LOS had a relationship to plate waste indicating that for every day a patient was in the hospital, the odds of plate waste increased by 14.1%. Depending on the type of diet order, visual plate waste either increased or decreased. In patients receiving a diabetic diet order, odds of visual plate waste decreased by 61.2%, indicating there was reduction in plate waste. Conversely, in patients receiving altered consistency diet orders, odds of visual plate waste increased by 344% signifying a tremendous increment in plate waste. The other diet orders did not have any significant effect on plate waste.

Few or no studies have primarily compared visual plate waste to factors such as diet order, LOS, diagnosis at admittance, and sex. In the present study, LOS and type of diet order had an effect on visual plate waste. Duration of stay in the hospital appears to result in increased visual plate waste. Similarly, observations were noted with types of diet order and plate waste in that visual plate waste increased in patients receiving altered consistency diets. An increase in hospital costs and the need for adequate patient nutrition makes it imperative to look at factors that affect visual plate waste.
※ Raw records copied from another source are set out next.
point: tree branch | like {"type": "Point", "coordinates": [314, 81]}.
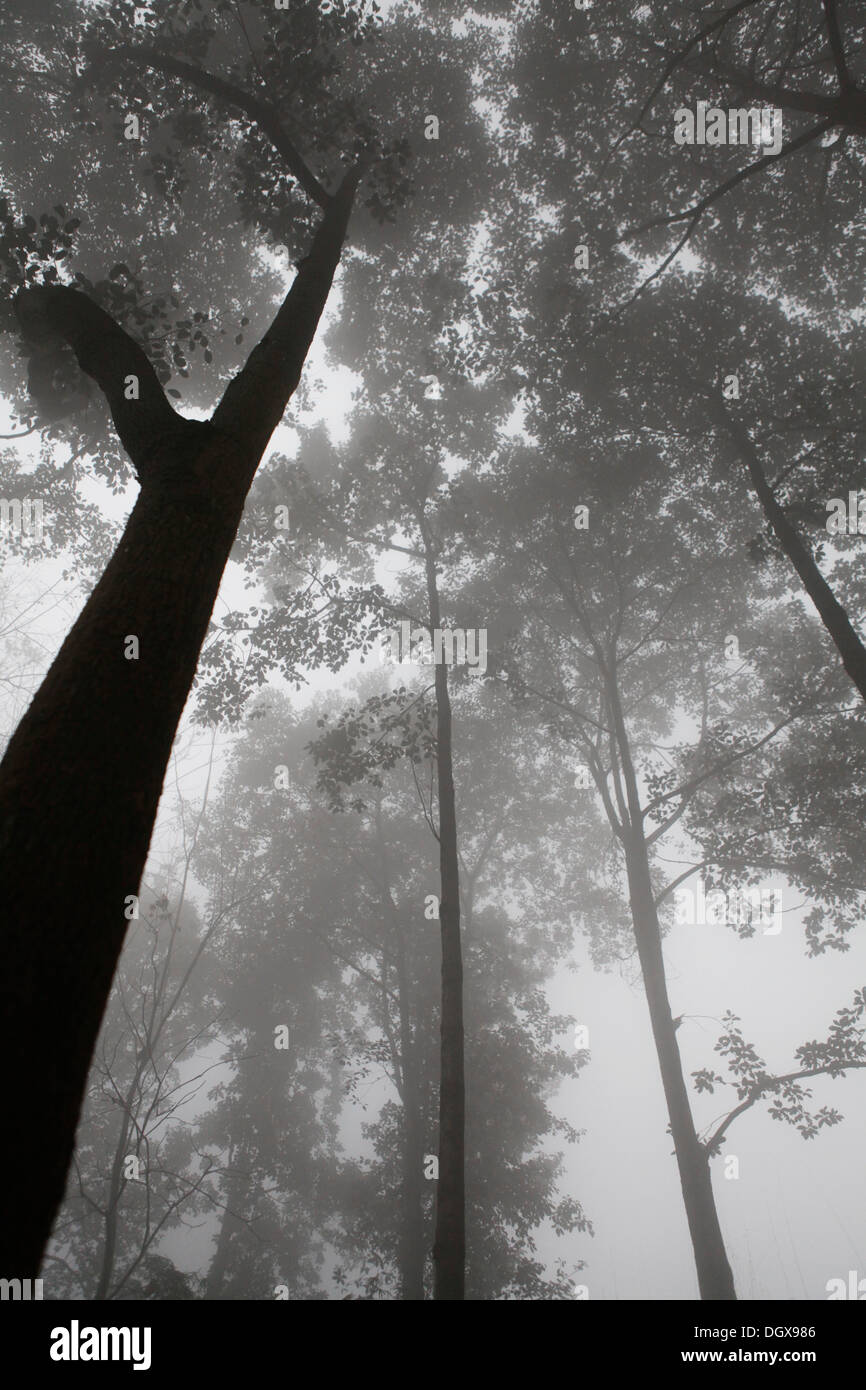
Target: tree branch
{"type": "Point", "coordinates": [770, 1084]}
{"type": "Point", "coordinates": [259, 111]}
{"type": "Point", "coordinates": [107, 353]}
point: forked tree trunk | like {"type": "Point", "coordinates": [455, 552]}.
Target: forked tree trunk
{"type": "Point", "coordinates": [81, 780]}
{"type": "Point", "coordinates": [715, 1278]}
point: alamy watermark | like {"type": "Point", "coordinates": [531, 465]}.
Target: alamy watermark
{"type": "Point", "coordinates": [446, 647]}
{"type": "Point", "coordinates": [741, 908]}
{"type": "Point", "coordinates": [21, 516]}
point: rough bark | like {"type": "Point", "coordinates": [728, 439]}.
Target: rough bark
{"type": "Point", "coordinates": [81, 780]}
{"type": "Point", "coordinates": [449, 1243]}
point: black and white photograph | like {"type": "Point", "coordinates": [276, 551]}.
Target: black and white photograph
{"type": "Point", "coordinates": [433, 672]}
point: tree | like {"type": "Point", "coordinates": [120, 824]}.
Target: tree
{"type": "Point", "coordinates": [99, 731]}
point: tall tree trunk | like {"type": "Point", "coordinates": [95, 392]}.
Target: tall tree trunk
{"type": "Point", "coordinates": [81, 780]}
{"type": "Point", "coordinates": [116, 1187]}
{"type": "Point", "coordinates": [232, 1221]}
{"type": "Point", "coordinates": [412, 1248]}
{"type": "Point", "coordinates": [449, 1243]}
{"type": "Point", "coordinates": [412, 1232]}
{"type": "Point", "coordinates": [829, 608]}
{"type": "Point", "coordinates": [715, 1278]}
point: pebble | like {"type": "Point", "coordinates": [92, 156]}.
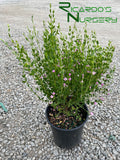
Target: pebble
{"type": "Point", "coordinates": [24, 131]}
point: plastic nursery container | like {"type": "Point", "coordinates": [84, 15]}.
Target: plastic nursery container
{"type": "Point", "coordinates": [67, 138]}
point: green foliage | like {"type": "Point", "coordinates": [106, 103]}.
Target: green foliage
{"type": "Point", "coordinates": [68, 69]}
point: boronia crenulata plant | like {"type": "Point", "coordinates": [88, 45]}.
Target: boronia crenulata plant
{"type": "Point", "coordinates": [68, 69]}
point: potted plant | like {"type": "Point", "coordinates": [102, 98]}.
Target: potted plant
{"type": "Point", "coordinates": [69, 70]}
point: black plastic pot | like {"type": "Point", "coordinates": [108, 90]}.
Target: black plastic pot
{"type": "Point", "coordinates": [67, 138]}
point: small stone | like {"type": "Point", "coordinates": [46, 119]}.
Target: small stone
{"type": "Point", "coordinates": [115, 152]}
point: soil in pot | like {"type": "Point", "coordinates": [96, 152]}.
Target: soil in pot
{"type": "Point", "coordinates": [64, 135]}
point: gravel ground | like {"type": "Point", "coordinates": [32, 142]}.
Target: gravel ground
{"type": "Point", "coordinates": [24, 132]}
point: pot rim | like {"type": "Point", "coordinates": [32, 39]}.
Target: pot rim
{"type": "Point", "coordinates": [68, 130]}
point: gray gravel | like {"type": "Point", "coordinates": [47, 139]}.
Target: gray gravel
{"type": "Point", "coordinates": [24, 132]}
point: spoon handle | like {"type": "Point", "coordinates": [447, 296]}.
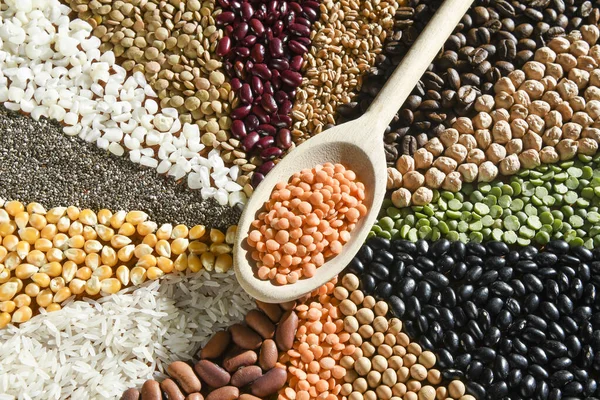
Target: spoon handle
{"type": "Point", "coordinates": [415, 63]}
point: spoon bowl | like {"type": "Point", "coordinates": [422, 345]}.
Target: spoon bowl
{"type": "Point", "coordinates": [367, 160]}
{"type": "Point", "coordinates": [358, 145]}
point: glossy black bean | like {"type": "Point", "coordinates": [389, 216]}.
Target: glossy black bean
{"type": "Point", "coordinates": [397, 305]}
This pilot study showed that altered consistency diets and longer LOS resulted in greater visual plate waste in a conventional foodservice system. Continued plate waste in patients may inhibit food consumption, affecting nutritional status, and predisposing to malnutrition. Registered dietitians working in acute-care facilities need to develop strategies to create cost-effective, nutritionally balanced, altered consistency diets that would improve patient food compliance. Other strategies to encourage food consumption for patients in the hospital or before admittance include nutrition education, developing palatable foods that have greater acceptance, catering to patients' scheduling needs, developing alternate approaches to traditional menu systems (such as spoken menus), conducting focus groups or surveys to determine menu acceptance, and tasting of innovative foods. Last, but not least, future research could focus on the relationships between medications, anesthesia, food delivery systems, menu modification, LOS, types of diet orders, and their effectiveness on plate waste.